Would you Adam and Eve it...our royal burgh played a part in the smash hit series, Only Fools and Horses.
I tell you no porky pies. According to The Mail on Sunday, Wick was a pawn when the series was mooted, a standoff between Jimmy Gilbert, the BBC’s Scottish-born, head of light entertainment, and John Sullivan, the comedy’s creator, which almost led to the series being killed off before it reached our screens.
The surprising inside story is told in a new book about the iconic comedy, by author Graham McCann, trailed in the Sunday paper.
Apparently, some of Jimmy’s family hailed from in and around Wick and he associated the place with good, wholesome, commonplace tastes.
Jimmy objected to Only Fools and Horses because he doubted that the title would stand up to scrutiny from the good folks here. Sullivan was none too happy about this, and decided to provoke Jimmy by suggesting an alternative, title, namely Dip Your Wick, knowing full well that Gilbert was a Baptist with a pronounced aversion to smut. Speaking later, about the incident, Sullivan who died earlier this year, admitted he nearly got the sack.
Instead, he was given a second chance to convince Mr Gilbert and John Howard Davies, the BBC’s head of comedy, that the show would have an appeal beyond inner London. Sullivan had based the show’s title on the sardonic saying: “Only fools and horses work’ and was convinced it would strike a chord with the public. He challenged his bosses to come up with a better name for the sitcom.
The two executives exchanged glances, somewhat anxiously across the table and realised that neither had anything constructive to say and eventually said: “OK, you can have it”.
Mr Gilbert, who also helped to create Last of the Summer Wine, confirmed he had used the Wick test to decide whether programmes were suitable for the whole nation. Quite an honour, you would think. The Edinburgh-born producer, now 88, said that his wife comes from Caithness and they used to visit the county regularly. Near Wick there was a broken down crofthouse and out through the roof was the biggest television aerial you’ve ever seen. Jimmy took a photo of it and put it on display in his office. He said: “If there was ever something proposed, which I knew was not going to be universally approved of, or understood, I used to show them the picture and say : “He’s paying his licence fee, too.”

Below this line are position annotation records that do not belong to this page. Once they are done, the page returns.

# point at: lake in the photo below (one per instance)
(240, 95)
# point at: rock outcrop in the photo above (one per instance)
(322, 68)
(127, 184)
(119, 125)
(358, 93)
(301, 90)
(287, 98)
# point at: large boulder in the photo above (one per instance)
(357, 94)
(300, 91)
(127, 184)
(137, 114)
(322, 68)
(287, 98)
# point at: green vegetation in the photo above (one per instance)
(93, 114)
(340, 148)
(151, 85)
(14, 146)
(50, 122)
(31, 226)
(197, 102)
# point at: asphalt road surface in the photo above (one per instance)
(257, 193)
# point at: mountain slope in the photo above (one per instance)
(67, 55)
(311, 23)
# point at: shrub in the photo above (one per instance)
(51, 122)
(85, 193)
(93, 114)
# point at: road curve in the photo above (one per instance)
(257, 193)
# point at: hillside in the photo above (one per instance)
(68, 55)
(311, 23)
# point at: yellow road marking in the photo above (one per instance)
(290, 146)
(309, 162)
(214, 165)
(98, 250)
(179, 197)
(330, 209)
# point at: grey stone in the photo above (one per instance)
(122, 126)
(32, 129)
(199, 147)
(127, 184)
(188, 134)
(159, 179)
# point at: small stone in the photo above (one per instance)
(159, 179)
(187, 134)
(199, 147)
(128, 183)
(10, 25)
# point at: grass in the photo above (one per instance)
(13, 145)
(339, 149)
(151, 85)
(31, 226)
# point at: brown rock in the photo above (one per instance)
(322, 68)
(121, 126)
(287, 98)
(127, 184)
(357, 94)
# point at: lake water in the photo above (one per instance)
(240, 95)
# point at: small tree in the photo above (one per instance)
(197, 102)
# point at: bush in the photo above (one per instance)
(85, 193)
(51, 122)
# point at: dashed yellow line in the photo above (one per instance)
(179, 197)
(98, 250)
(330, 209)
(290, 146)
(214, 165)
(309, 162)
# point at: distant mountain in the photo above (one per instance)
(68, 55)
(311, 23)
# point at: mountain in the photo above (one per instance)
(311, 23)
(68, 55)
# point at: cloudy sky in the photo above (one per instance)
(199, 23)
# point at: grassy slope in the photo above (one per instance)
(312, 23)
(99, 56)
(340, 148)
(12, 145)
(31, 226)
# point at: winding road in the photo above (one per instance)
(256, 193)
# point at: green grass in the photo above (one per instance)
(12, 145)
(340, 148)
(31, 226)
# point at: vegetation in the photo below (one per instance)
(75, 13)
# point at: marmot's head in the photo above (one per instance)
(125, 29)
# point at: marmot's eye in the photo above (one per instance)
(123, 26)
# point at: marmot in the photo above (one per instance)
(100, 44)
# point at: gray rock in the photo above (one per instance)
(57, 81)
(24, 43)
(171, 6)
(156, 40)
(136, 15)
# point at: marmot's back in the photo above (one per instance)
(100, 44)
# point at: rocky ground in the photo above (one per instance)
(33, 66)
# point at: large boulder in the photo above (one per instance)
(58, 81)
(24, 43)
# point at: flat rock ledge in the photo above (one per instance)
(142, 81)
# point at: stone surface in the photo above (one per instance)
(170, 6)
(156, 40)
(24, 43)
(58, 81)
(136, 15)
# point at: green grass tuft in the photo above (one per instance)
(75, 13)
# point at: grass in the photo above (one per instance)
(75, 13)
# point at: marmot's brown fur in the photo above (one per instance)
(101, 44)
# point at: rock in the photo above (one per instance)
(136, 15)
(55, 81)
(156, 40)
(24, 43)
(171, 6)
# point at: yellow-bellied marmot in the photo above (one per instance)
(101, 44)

Wick councillor Graeme Smith claimed that this approach smacked of metropolitan condescension.
He told the Mail on Sunday: “We are a lot more astute and switched on than some people in London or Edinburgh might assume.” Graeme added that the popularity of Only Fools and Horses, in Caithness and elsewhere, showed that we had the last laugh.”

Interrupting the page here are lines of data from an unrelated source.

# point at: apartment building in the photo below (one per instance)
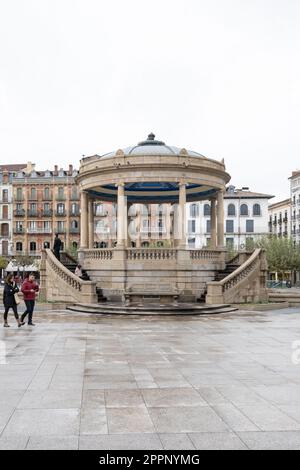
(44, 203)
(245, 218)
(7, 172)
(280, 218)
(295, 206)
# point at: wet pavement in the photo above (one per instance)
(80, 381)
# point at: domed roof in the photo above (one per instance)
(151, 146)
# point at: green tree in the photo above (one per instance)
(281, 253)
(21, 261)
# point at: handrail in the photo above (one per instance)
(66, 275)
(237, 275)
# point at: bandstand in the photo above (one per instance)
(146, 174)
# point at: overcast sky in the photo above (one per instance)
(217, 76)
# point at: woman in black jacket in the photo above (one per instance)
(9, 301)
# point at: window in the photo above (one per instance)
(47, 193)
(191, 226)
(244, 209)
(61, 193)
(75, 210)
(208, 226)
(19, 194)
(249, 225)
(5, 195)
(60, 208)
(231, 210)
(229, 242)
(206, 209)
(192, 242)
(256, 209)
(33, 193)
(194, 210)
(229, 226)
(32, 246)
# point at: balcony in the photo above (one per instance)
(32, 213)
(102, 230)
(19, 230)
(46, 213)
(100, 213)
(39, 230)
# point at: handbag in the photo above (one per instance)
(17, 298)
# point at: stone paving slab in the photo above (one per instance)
(211, 382)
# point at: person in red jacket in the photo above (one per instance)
(29, 289)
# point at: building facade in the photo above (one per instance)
(295, 206)
(7, 172)
(44, 203)
(280, 218)
(245, 218)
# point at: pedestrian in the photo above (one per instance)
(29, 289)
(9, 299)
(78, 270)
(57, 246)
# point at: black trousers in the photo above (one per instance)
(15, 310)
(29, 310)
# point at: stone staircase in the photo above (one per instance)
(151, 309)
(70, 263)
(230, 267)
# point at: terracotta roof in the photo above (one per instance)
(285, 202)
(14, 167)
(294, 174)
(246, 195)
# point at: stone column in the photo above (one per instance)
(182, 215)
(91, 222)
(121, 217)
(83, 219)
(213, 223)
(220, 219)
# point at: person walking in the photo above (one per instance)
(29, 289)
(57, 246)
(78, 270)
(9, 300)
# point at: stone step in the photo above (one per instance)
(119, 309)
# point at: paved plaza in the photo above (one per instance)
(203, 382)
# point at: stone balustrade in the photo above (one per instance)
(215, 255)
(246, 284)
(151, 254)
(60, 284)
(98, 254)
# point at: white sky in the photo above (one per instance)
(217, 76)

I couldn’t agree, more, Graeme . I think Mr Gilbert assumed a little too much in his assessment of whether Wickers and other Scots would understand it. While it was a feather in our caps, to be used as a yardstick, for programme standards, we certainly don’t live in cocoon up here and I think we all managed to get our heads round the Cockney twang and Del Boy’s being a so-called hotshot mover and shaker. It’s quite something, though, to think that one of the funniest comedies of all time hung in the balance, because of Jimmy Gilbert’s understanding, or should that be misunderstanding of our comedy tastebuds. I mean we’re not a bunch of plonkers, are we?
Sullivan’s mischievous Dip Your Wick might have raised an eyebrow or two, here, but certainly not Only Fools and Horses which was lovely jubbly.
What do you think about it all?...feel free to post your comments on the general forum.
I think that the BBC, having done us a grave injustice, should arrange a special screening of a couple of the priceless, half-hour comedies, in the Assembly Rooms, during gala week and invite Jimmy Gilbert as the special guest.